Menurut Gubernur Jabar Ahmad Heryawan, digitalisasi pemerintahan telah mendorong lahirnya transparansi dan akuntabilitas yang kemudian melahirkan bea lebih hemat. Karena proses transparansi, kata dia, maka seluruh tender bisa memangkas banyak biaya.
“Memang ini belum sempurna. Masih dalam proses penyempurnaan, terutama dalam prinsip dan ekosistem eksisting-nya,” ujar Heryawan yang akrab disapa Aher, Kamis petang (12/11).
Prinsip tersebut, terkait kebijakan pengadaan lebih fleksibel namun berkualitas. Yakni, pemenang tender adalah yang memberikan produk/jasa terbaik dengan harga wajar. Jadi, tak selalu yang termurah.
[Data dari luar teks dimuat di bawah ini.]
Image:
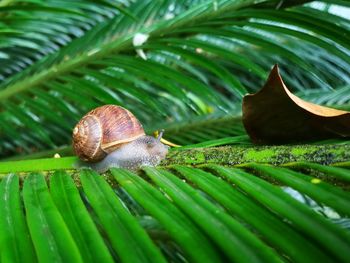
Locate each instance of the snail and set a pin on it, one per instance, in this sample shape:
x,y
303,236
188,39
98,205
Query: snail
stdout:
x,y
111,136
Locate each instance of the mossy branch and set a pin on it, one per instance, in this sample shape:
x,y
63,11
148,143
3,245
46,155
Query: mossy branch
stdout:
x,y
227,155
276,155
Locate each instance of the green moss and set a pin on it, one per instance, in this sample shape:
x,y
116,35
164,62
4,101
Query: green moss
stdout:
x,y
196,158
254,155
300,151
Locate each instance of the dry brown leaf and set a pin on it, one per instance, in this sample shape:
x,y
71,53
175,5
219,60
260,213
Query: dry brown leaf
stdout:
x,y
274,115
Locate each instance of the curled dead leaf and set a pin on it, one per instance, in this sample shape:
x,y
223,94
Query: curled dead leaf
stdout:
x,y
275,115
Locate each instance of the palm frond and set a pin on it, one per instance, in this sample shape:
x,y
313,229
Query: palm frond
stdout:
x,y
175,209
201,58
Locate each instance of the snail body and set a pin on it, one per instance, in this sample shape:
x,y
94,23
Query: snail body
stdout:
x,y
111,136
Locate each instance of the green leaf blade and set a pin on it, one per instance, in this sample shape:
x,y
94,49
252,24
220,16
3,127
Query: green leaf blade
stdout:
x,y
44,221
15,241
67,199
127,237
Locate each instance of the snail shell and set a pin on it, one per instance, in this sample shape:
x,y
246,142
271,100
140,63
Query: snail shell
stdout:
x,y
103,130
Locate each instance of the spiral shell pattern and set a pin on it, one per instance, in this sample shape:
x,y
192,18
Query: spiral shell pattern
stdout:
x,y
103,130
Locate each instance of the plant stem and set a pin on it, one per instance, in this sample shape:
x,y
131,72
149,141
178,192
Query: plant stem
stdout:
x,y
276,155
227,155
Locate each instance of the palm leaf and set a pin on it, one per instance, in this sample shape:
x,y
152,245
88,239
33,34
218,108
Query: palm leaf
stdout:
x,y
239,203
211,44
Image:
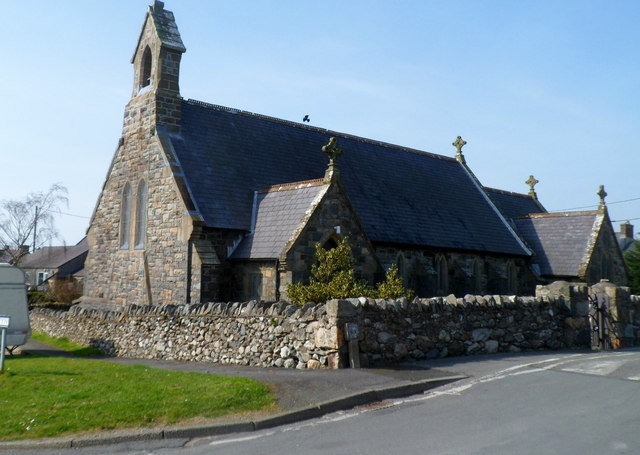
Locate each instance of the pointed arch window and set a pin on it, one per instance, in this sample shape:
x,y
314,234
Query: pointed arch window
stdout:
x,y
145,74
442,271
512,278
125,217
141,215
330,244
401,265
478,276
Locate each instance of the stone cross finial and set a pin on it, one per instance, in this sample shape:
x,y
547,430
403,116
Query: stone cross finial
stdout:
x,y
532,181
333,152
603,194
458,144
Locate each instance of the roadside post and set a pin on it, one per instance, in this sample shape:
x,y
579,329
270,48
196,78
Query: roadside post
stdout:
x,y
5,321
353,333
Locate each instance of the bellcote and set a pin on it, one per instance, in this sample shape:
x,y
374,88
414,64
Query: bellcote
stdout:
x,y
156,59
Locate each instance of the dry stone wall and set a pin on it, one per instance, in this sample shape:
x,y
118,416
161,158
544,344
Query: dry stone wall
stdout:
x,y
313,336
253,333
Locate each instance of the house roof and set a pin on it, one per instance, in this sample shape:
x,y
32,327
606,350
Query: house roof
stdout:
x,y
55,257
280,210
401,195
514,204
560,240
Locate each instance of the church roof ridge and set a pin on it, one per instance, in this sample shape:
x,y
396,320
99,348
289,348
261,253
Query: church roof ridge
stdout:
x,y
508,193
315,128
558,214
292,186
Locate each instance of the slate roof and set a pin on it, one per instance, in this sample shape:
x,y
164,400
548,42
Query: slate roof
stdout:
x,y
280,210
69,259
514,204
560,240
401,195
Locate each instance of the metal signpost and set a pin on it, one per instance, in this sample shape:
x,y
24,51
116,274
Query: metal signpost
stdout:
x,y
5,321
353,333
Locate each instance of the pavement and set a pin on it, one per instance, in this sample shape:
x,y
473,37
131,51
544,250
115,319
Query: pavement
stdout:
x,y
300,394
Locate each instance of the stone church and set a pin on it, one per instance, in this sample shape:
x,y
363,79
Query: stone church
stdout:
x,y
207,203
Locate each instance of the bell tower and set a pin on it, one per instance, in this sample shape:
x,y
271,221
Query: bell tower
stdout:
x,y
156,71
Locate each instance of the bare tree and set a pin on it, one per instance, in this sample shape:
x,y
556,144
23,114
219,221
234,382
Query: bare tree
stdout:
x,y
30,220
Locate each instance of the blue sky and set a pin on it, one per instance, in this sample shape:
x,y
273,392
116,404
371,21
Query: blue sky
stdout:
x,y
548,88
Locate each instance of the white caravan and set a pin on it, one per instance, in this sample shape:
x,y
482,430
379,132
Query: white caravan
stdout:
x,y
13,303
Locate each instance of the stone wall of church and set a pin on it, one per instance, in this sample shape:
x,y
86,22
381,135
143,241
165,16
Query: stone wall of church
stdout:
x,y
333,220
467,273
156,273
606,260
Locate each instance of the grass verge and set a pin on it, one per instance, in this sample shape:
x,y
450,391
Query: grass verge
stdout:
x,y
54,396
66,345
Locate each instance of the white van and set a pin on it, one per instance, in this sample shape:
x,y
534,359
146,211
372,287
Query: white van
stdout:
x,y
13,303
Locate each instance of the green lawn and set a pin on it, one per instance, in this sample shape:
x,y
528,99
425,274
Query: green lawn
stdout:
x,y
53,396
Menurut Aher, banyak kasus menunjukkan yang termurah, tapi kerap jadi masalah. Sebab, kualitas barang yang dihantarkannya tidak awet, baru beberapa tahun sudah rusak dan merugikan masyarakat. Kedua, kualitas barang termurah kerap memunculkan sengketa legal ketika peserta tender yang kalah melaporkan ke aparat untuk menyidik dinas dan vendor pemenang.
“Urusannya jadi rumit kalau ada pelaporan hukum, dan paradigma peserta itu selalu mengejar yang termurah,” katanya. Karena itu, Aher sudah menyampaikan ke Bappenas pada 10 November lalu, untuk mengubah prinsip tender dengan mengutamakan pemenang adalah yang kualitas terbaik dengan harga wajar.
Efisiensi belanja APBD Pemprov Jabar Rp 1,568 triliun sendiri terdiri atas capaian 2009 sebesar Rp 186,929 miliar atau hemat 18,11 persen (selisih dari pagu anggaran dikurangi penawaran), 2010 Rp243,346 miliar (15,41 persen), 2011 Rp255,829 (15,40 persen). Selanjutnya, 2012 Rp173,242 miliar (12,75 persen), 2013 Rp169,741 miliar (13,63 persen), 2014 Rp156,633 miliar (14,39 persen), serta hingga 6 November 2015 2015 Rp383,107 miliar (16,64 persen).